Friday, November 18, 2005

If you can't say anything nice . . .

Often, it's true that this blog is a rogues' gallery of regrettable or unintentionally humorous things found on government websites. But I also want to pay tribute to some good government sites that serve citizens relatively well and follow many of the principles of information design presented by Edward Tufte.

So here are my Top Ten. (And I'm certainly not going to put the confusing official portal anywhere on my list or the Social Security website, which is a nightmare for navigation.)

1. Factfinder from the The U.S. Census Bureau

A researcher's dream! Easy to use and designed for a variety of potential queries, this site exemplifies how information can also resist easy interpretation, as its section on "data sets" acknowledges.

2. National Aeronautics and Space Administration (NASA)

Despite its stupid new "Astronaut Flight Lounge" Flash opening, this site still can't be beat for luscious satellite photos and rover cam shots.

3. United States Geological Survey

Sure, Google Earth is cool, and I've been known to spend hours travelling to Kabul and Pyongyang with it. But your tax dollars bring you this pretty neat, although somewhat buggy tool as well. Check out the Map Viewer. Fun for looking at recent earthquakes and volcanic activity, while you are at it.

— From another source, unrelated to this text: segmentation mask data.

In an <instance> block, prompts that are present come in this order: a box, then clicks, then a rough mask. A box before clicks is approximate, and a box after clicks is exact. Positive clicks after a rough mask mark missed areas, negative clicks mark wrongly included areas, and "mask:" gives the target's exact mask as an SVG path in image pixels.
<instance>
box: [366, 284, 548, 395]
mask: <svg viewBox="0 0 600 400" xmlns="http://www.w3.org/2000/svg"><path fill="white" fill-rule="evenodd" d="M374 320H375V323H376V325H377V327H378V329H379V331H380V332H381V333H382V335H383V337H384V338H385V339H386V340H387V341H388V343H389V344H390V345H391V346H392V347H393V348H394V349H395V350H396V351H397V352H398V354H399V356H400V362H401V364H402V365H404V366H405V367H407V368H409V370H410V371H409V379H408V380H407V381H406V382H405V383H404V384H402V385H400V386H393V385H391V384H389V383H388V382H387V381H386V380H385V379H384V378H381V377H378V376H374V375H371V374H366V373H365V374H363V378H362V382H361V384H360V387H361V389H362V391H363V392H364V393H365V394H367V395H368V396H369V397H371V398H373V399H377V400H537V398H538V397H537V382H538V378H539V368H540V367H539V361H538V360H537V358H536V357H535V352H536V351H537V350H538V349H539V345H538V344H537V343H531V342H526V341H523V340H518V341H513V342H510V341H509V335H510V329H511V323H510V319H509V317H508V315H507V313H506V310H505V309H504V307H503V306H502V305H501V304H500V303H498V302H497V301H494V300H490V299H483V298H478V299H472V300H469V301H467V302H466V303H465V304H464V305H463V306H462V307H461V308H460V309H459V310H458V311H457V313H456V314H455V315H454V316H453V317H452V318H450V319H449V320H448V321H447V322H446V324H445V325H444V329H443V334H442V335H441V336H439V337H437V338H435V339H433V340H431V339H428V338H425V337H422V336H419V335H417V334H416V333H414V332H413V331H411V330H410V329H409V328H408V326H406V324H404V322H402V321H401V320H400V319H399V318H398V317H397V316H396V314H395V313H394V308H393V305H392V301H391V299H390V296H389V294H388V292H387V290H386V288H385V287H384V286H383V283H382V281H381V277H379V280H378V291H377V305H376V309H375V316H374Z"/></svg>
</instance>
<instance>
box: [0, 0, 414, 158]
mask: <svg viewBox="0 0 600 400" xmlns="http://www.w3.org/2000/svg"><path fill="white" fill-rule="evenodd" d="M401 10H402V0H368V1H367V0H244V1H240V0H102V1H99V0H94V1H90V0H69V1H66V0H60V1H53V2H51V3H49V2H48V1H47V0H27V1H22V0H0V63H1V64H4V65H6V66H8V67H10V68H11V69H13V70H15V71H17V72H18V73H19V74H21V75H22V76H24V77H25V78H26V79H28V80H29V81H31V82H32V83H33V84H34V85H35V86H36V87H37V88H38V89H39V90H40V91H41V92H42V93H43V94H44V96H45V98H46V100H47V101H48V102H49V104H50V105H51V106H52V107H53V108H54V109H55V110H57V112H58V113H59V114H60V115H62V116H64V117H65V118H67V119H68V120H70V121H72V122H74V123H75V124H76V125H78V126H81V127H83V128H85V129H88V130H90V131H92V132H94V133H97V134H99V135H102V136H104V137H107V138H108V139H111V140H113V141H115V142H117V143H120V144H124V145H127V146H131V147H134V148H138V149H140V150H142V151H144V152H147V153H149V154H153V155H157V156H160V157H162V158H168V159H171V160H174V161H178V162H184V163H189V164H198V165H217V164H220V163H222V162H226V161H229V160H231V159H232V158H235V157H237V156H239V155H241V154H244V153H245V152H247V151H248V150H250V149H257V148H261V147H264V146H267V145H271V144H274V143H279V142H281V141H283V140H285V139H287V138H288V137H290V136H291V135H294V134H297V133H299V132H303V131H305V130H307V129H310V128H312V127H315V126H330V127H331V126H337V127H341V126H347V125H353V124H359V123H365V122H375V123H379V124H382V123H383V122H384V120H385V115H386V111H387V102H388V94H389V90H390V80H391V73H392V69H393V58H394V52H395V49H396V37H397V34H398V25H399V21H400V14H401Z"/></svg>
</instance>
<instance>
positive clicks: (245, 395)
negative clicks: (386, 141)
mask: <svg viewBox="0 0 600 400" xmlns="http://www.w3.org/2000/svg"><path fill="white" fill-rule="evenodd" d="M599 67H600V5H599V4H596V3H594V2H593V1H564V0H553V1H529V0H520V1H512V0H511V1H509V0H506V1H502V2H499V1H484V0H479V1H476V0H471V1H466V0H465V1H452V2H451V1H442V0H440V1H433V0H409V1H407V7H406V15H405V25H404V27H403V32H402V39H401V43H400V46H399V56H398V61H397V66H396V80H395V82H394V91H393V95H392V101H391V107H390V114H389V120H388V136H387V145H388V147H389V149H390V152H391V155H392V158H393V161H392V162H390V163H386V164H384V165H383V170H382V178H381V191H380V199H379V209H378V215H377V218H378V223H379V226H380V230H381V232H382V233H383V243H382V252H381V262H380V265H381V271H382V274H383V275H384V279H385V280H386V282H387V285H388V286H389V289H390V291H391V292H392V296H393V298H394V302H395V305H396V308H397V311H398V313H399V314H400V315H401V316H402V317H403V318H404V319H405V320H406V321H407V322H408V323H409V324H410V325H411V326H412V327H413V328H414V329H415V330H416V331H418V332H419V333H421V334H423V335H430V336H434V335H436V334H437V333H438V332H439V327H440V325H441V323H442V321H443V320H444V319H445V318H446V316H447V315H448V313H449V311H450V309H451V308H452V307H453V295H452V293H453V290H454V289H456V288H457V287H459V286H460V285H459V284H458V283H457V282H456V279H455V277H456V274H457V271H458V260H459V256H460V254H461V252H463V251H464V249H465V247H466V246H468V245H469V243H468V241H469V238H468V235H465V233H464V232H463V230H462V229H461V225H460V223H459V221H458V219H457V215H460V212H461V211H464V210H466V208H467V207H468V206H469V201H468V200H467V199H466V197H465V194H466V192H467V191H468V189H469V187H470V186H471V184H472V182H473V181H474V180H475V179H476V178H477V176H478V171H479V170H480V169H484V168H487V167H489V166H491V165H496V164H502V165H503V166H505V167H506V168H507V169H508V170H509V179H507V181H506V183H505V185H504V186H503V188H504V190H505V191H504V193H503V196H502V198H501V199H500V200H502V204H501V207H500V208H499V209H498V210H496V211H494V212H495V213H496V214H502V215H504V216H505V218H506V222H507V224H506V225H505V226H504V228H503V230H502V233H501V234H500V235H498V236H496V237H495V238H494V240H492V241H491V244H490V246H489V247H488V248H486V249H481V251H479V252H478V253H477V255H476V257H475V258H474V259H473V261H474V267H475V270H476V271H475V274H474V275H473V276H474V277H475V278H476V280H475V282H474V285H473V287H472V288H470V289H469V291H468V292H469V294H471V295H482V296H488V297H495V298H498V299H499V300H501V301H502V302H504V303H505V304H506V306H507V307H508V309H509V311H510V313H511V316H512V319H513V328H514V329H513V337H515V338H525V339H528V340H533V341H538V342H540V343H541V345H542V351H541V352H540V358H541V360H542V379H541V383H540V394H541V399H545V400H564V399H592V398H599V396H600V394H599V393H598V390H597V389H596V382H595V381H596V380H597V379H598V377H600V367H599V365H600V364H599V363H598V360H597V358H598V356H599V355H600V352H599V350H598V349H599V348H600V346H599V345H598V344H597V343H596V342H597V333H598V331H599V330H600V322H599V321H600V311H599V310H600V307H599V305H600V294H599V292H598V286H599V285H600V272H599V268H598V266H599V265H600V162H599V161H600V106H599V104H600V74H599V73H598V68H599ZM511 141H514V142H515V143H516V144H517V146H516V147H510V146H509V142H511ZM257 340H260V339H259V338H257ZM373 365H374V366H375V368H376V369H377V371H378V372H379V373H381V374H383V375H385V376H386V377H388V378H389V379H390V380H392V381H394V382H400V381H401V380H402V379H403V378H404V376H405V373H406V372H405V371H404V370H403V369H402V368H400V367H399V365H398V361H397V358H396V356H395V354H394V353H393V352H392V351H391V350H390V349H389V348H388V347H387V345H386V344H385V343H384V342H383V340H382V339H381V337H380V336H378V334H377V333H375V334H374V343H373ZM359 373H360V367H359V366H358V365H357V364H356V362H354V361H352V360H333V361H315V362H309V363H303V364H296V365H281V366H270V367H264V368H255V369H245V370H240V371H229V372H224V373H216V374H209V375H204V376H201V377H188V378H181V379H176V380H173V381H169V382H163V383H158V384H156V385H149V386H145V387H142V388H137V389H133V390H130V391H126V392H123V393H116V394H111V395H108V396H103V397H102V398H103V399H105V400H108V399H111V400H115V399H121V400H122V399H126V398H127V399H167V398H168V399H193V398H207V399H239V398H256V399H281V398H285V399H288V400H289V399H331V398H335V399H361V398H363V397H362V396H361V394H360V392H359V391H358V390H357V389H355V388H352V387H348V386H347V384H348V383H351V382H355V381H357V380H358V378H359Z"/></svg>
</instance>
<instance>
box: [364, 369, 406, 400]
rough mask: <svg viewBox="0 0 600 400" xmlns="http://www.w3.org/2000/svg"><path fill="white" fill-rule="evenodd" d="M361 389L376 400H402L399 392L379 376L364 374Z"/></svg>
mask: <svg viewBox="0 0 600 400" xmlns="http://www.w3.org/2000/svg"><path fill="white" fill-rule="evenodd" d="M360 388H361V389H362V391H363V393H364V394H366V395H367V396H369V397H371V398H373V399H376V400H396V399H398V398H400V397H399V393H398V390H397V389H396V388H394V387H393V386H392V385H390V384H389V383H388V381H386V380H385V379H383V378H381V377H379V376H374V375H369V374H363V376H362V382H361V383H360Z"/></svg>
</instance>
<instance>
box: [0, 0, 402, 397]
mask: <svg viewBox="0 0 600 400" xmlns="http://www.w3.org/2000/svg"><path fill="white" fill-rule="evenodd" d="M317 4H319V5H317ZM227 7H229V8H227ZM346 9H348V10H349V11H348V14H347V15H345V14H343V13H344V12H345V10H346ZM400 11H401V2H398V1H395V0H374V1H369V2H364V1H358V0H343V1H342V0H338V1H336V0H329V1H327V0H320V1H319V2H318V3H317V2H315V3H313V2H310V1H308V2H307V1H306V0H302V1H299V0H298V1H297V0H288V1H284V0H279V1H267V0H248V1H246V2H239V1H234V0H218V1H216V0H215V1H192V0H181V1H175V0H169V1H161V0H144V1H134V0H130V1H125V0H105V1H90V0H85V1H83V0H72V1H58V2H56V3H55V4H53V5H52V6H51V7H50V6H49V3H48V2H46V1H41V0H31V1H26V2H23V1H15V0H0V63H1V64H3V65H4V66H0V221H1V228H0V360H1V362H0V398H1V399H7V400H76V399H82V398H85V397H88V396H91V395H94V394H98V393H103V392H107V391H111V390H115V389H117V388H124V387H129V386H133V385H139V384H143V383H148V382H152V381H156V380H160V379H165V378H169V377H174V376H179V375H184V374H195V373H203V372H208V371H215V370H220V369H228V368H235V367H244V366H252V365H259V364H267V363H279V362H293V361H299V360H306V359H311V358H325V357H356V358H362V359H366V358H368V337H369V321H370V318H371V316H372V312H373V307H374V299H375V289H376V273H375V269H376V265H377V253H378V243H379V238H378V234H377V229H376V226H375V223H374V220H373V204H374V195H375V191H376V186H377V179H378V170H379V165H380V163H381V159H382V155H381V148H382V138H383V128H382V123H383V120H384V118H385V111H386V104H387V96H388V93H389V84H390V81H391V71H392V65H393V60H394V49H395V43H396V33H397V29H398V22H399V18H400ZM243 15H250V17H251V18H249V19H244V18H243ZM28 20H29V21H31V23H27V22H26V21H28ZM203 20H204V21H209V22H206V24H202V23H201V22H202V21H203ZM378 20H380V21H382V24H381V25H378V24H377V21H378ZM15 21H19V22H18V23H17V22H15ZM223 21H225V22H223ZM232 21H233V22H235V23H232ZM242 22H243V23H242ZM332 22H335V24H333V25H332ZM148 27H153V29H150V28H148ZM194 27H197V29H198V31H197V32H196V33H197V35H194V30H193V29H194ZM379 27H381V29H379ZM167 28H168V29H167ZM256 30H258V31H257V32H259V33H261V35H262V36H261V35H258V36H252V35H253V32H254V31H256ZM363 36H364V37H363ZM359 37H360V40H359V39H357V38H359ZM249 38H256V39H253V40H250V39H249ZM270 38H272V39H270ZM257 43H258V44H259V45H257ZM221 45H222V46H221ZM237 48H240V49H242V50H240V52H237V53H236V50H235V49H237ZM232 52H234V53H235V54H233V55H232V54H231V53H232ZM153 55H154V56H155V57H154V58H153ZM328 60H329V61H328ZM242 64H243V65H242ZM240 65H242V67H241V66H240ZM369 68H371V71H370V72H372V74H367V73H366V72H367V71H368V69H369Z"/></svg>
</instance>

4. The Internal Revenue Service

Okay, nobody likes to pay taxes, but this site is a model for what Jane Fountain has argued was the first priority for creating the Virtual State: access to downloadable forms.

5. The FBI's Freedom of Information Act Electronic Reading Room

A great source of information about the suspect character of public figures from Gracie Allen to Richard Wright. I have used Bertolt Brecht's file in my own research and have found it invaluable from the standpoint of reception theory.

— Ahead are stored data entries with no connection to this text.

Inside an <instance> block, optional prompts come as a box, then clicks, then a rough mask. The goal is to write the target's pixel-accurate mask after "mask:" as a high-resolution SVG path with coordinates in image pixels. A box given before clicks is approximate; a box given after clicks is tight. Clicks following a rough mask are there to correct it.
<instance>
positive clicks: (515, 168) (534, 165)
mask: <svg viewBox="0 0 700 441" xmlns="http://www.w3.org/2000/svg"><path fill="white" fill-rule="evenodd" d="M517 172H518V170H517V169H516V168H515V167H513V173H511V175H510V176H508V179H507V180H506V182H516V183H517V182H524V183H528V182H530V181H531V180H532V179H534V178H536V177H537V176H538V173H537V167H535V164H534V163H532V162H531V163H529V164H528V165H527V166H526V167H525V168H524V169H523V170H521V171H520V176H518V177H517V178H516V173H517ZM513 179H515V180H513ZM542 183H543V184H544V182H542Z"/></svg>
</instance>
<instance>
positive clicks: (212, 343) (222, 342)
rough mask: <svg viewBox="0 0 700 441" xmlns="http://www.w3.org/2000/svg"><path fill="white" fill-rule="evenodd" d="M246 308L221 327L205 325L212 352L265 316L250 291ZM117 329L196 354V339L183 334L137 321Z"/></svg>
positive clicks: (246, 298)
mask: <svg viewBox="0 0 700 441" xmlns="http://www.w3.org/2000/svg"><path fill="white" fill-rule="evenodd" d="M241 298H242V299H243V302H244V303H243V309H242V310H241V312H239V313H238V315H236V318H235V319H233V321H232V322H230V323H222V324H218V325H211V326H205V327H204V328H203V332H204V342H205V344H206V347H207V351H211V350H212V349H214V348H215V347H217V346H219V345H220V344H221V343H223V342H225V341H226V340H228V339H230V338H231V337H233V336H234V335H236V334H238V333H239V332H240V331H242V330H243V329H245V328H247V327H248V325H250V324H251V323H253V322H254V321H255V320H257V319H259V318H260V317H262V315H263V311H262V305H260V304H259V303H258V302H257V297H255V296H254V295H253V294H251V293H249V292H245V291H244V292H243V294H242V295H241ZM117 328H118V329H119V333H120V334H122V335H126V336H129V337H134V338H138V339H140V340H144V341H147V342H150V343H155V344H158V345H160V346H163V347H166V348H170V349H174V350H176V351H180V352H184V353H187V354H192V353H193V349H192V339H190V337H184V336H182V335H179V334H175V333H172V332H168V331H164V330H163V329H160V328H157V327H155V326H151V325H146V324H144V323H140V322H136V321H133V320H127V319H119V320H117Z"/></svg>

6. The Library of Congress

This is is site I've criticized before. And their glorification of Coca Cola advertisements or Yankees posters doesn't make it any easier for me to grapple with obvious gaps in the historical record of American Memory (like the McCarthy era). But this is a site that I use all the time in teaching students to find interesting visual materials, so it still makes it into my top ten. There is also a lot of good information on legislative history from THOMAS, but it is so arbitrarily organized as to be almost unreadable.

7. The National Archives

A good site for high quality photographic facsimiles of significant American documents. This site is also greatly improved by regular updating. (For example, today the site features new documents in Samuel A. Alito's Supreme Court Nomination.)

8. The Supreme Court

It's a modest site, but it presents information well. Legal terms and procedures are explained. Documents are presented in a logical fashion. Even the architectural details of the building are elaborated upon. The Senate has a comparatively incoherent site, although the gallery of busts of Vice Presidents is worth a visit.

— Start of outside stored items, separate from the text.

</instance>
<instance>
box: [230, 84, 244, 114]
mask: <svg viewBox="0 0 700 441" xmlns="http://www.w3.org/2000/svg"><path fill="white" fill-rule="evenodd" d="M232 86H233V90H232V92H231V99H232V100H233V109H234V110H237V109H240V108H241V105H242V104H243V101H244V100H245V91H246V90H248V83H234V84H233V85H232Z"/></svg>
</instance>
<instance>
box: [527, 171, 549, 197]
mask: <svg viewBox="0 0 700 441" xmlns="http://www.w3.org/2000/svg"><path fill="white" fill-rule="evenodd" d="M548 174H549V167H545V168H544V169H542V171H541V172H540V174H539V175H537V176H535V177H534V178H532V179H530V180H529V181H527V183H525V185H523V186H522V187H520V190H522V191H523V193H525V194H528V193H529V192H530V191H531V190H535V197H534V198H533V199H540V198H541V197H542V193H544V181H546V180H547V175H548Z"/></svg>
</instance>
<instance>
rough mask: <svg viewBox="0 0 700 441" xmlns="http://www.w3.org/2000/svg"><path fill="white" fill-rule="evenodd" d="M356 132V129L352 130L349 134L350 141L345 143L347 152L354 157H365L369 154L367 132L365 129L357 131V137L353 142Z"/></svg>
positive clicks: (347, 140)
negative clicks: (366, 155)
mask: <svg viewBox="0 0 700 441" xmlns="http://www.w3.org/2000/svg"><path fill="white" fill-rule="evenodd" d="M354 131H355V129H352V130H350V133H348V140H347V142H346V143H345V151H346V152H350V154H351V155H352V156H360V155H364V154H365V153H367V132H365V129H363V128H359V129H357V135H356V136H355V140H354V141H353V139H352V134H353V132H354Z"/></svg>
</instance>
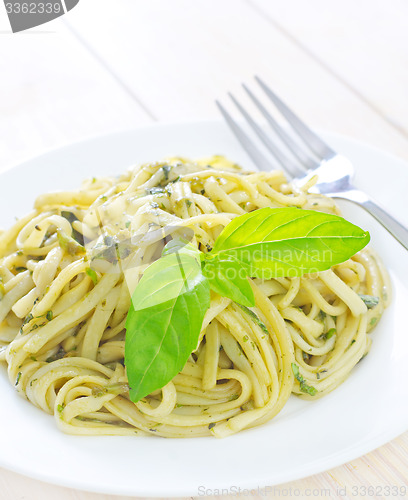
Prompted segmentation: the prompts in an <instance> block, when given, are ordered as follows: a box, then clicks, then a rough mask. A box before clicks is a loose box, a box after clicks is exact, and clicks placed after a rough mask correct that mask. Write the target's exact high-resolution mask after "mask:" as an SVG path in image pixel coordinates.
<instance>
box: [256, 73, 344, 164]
mask: <svg viewBox="0 0 408 500" xmlns="http://www.w3.org/2000/svg"><path fill="white" fill-rule="evenodd" d="M255 80H256V81H257V82H258V83H259V85H260V86H261V87H262V89H263V91H264V92H265V93H266V95H267V96H268V97H269V98H270V99H271V101H272V102H273V103H274V104H275V106H276V107H277V108H278V109H279V111H280V112H281V113H282V114H283V116H284V117H285V118H286V119H287V121H288V122H289V123H290V124H291V125H292V127H293V128H294V129H295V130H296V132H297V133H298V134H299V137H300V138H301V139H302V140H303V142H304V143H305V144H306V146H308V147H309V148H310V149H311V150H312V151H314V153H316V155H317V156H318V157H319V158H321V159H324V160H328V159H329V158H332V157H333V156H335V155H336V153H335V152H334V151H333V150H332V149H331V148H330V147H329V146H328V145H327V144H326V143H325V142H323V141H322V140H321V139H320V137H319V136H317V135H316V134H315V133H314V132H312V130H310V128H309V127H308V126H307V125H306V124H305V123H304V122H303V121H302V120H300V118H299V117H298V116H296V115H295V113H293V111H292V110H290V109H289V108H288V107H287V106H286V104H285V103H284V102H282V101H281V100H280V99H279V97H278V96H277V95H276V94H275V93H274V92H273V91H272V90H271V89H270V88H269V87H268V86H267V85H266V84H265V83H264V82H263V81H262V80H261V79H260V78H259V77H258V76H255Z"/></svg>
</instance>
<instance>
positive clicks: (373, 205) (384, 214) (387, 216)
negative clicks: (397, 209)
mask: <svg viewBox="0 0 408 500" xmlns="http://www.w3.org/2000/svg"><path fill="white" fill-rule="evenodd" d="M362 206H363V208H365V209H366V210H367V212H369V213H370V214H371V215H372V216H373V217H375V218H376V219H377V220H378V222H379V223H380V224H381V225H382V226H384V227H385V229H386V230H387V231H388V232H389V233H391V234H392V235H393V236H394V238H395V239H396V240H398V241H399V242H400V243H401V245H402V246H403V247H404V248H405V249H406V250H408V229H407V228H406V227H405V226H403V225H402V224H401V222H399V221H397V219H395V218H394V217H393V216H392V215H391V214H389V213H388V212H387V211H386V210H384V209H383V208H381V207H380V206H379V205H377V203H375V202H374V201H373V200H370V199H368V200H367V201H365V202H363V203H362Z"/></svg>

9. Occupational Safety and Health Administration (OSHA)

Although it's not as apparent how to file complaints or blow the whistle on government malfeasance as it should be, at least this site allows people to report safety and health hazards online with some degree of anonymity. (It's easier to find out where to submit a crime tip on the FBI site, but it's not anonymous, which is understandable, given the number of crackpot leads.) Much of this site, like the site from the Department of Labor, still relies on traditional handbooks as modes for distributing information.

10. The National Science Foundation (NSF), The National Endowment for the Humanities (NEH), The National Endowment for the Arts (NEA), and other government funded agencies that support knowledge-building

As sources to locate research funds, government websites also serve an important purpose. So these all tie for 10th place.

(After you are done with this list, you may also want to compare our government to other governments in the world.)